Relative indications for surgery include extensor tendon lag, metacarpal shortening, prominence of the metacarpal head in the palm, multiple metacarpal fractures, and intraarticular fractures.
Contraindications for internal fixation include grossly contaminated fractures and infirmed patients.
Contaminated fractures should be débrided and temporarily stabilized until definitive fixation can be performed.
Percutaneous pins have the advantage of minimizing soft tissue injury. However, the fracture must be reducible through closed means.
Percutaneous pins can be placed in a retrograde direction from distal to proximal entering the metacarpal through the collateral recesses. This technique allows stabilization of proximal neck or shaft fractures. Flexion of the MP joint facilitates access to the collateral ligament recesses.
Antegrade pin fixation (bouquet pinning) from proximal to distal can provide stability to shaft and neck fractures. This technique has the advantage of avoiding the MP joints altogether, which, if enough stability is present, may even permit early motion. In the treatment of neck fractures, it may lead to less MP stiffness compared to retrograde (collateral recess) pinning.10 However, placement of the antegrade wires can be more challenging technically.
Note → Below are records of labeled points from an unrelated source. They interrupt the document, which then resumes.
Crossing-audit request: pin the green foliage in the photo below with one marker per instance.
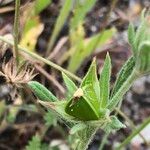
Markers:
(143, 61)
(131, 35)
(80, 10)
(34, 144)
(50, 118)
(70, 85)
(41, 92)
(123, 75)
(114, 124)
(83, 48)
(89, 107)
(105, 82)
(78, 127)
There are many occasions when the fracture cannot be easily reduced through closed techniques and open approach is required. Such an approach allows for an anatomic reduction and placement of stable fixation. However, it also introduces a degree of soft tissue insult.
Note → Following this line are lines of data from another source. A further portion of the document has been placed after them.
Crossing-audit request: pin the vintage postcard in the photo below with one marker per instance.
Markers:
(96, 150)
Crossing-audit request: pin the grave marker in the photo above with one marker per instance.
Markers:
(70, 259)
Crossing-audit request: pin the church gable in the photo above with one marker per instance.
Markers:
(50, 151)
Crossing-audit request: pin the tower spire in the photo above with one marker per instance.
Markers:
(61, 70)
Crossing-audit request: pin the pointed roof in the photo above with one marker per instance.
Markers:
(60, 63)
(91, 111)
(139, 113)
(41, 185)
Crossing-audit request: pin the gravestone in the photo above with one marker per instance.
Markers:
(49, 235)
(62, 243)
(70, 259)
Screws provide rigid fixation while at the same time minimizing implant bulk. However, they are appropriate only for long oblique or spiral fractures whose lengths are at least twice the diameter of the bone at the level of the fracture.
Plates provide rigid fixation in short oblique and transverse fractures but require significant soft tissue dissection. Rarely, the hardware will have to be removed once the fracture is healed.
External fixators allow treatment of more complex fractures while minimizing soft tissue injury but do not allow precise control of the fracture fragments. External fixation may be desirable in the treatment of injuries with massive soft tissue disruption.
The fracture itself and its character will dictate much of the approach to the fracture. However, respect of the soft tissue is of utmost importance.
Crush injuries with significant degloving of the soft tissues may be best managed with limited or percutaneous approaches to limit further embarrassment of the tissue envelope.
Grossly contaminated wounds, or those with tenuous soft tissues, may be best managed initially with limited fixation until more definitive fixation can be performed (FIG 5A).
Bone grafting may also need to wait until the soft tissues have stabilized (FIG 5B).